My data is financial time-series where the stationarity properties of the train set will always be slightly different from the test set. I’m using an LSTM model that uses batch normalization on the final linear layers (LSTM → dropout → batch norm → linear → relu …). I noticed that my test results were way better once I didn’t use model.eval()
and recognized that it’s due to the batch normalization layers’ running variances and means not adjusting to the test data. I understand that adjusting the running stats during evaluation would be a data leak, especially in the case of sequential data where the batch would essentially run calculations on future datapoints. I solved this by using batches that have items ordered by time and I only evaluate the last item and therefore the running stats were calculated based on previous data only. I set the batch normalization layers’ momentum to 1 (so that it calculates the means and variances only from the current batch) and evaluate only the last item of the batch.
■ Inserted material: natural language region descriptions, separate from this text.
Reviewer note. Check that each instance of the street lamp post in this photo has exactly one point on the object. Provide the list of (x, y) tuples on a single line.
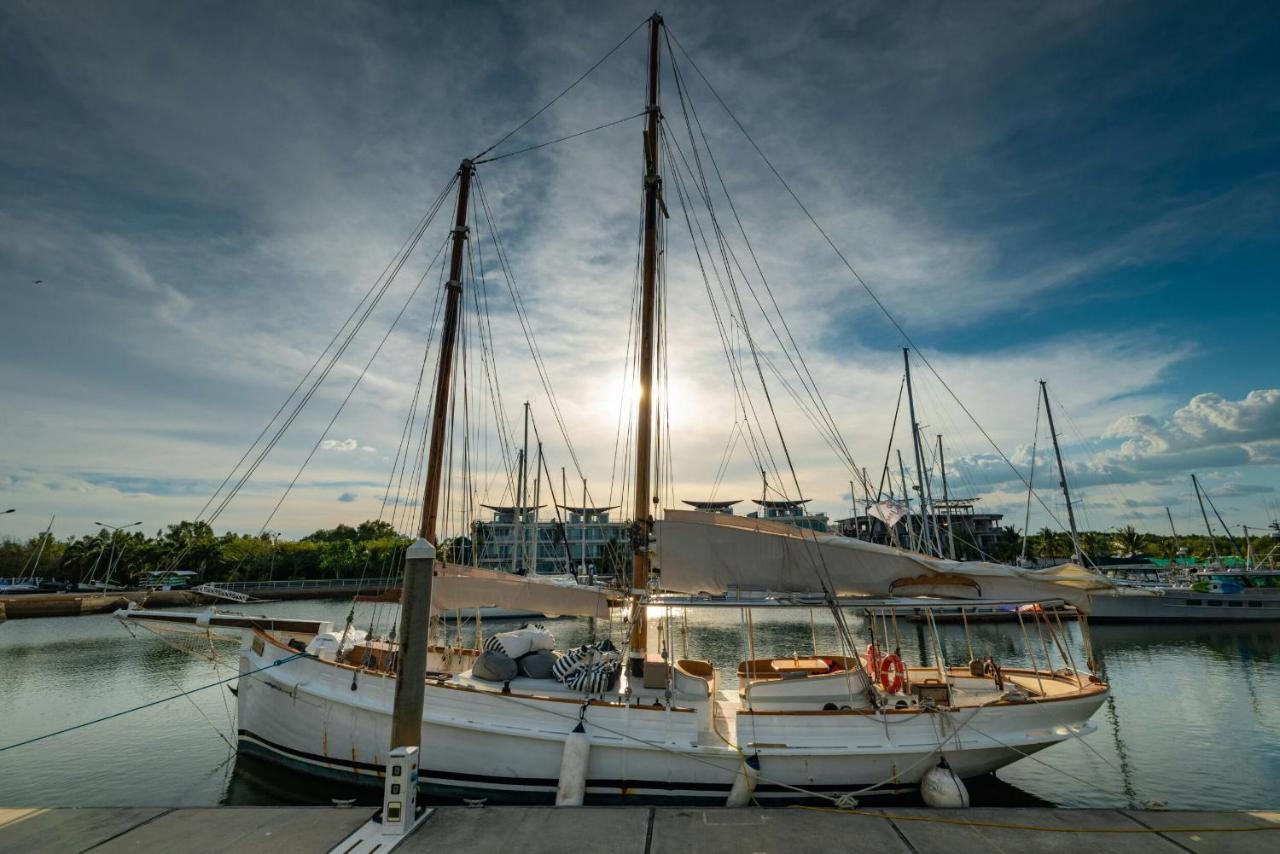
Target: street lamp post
[(114, 529)]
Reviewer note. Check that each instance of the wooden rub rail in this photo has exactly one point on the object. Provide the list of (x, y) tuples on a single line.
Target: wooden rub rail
[(641, 830)]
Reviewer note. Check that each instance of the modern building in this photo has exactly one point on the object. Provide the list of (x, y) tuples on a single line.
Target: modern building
[(579, 539), (973, 531), (790, 512)]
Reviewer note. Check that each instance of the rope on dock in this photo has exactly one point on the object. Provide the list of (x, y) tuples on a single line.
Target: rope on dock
[(145, 706), (1042, 829)]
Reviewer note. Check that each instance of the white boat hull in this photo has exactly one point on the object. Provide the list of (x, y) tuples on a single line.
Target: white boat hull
[(480, 743), (1179, 604)]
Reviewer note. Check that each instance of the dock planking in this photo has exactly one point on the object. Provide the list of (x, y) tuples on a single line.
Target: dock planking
[(639, 830)]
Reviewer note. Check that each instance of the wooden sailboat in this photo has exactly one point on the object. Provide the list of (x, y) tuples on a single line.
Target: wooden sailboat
[(828, 725)]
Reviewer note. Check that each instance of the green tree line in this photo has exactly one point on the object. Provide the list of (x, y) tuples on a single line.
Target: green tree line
[(370, 548), (1124, 542)]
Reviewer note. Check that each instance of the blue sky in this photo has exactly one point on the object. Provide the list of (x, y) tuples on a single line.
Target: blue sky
[(1080, 191)]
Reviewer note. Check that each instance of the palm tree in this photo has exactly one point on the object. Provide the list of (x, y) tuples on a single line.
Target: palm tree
[(1129, 542), (1047, 543), (1095, 544)]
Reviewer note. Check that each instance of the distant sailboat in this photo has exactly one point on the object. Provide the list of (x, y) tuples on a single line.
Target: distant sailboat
[(824, 725)]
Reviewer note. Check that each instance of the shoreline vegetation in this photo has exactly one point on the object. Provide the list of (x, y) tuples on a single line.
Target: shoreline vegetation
[(374, 548)]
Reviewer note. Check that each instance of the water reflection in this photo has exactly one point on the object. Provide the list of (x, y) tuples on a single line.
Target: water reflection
[(1179, 694)]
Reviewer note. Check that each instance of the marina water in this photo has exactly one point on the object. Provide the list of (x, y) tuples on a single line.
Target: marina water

Of course the evaluation takes significantly longer in this case, since I run a forward pass on the whole batch while only evaluating a single item and using a sliding window for the whole dataset. Due to the very long evaluation time, I update the running stats only every 16 data points in the following way:
- Set the batch normalization layers to train() and perform a forward pass on a batch (512) and evaluate only the last item.
- Set the batch normalization layers to eval() and evaluate a smaller batch (16). Repeat 1.
This greatly improves the test results while not taking too long to calculate. Did I take the right approach?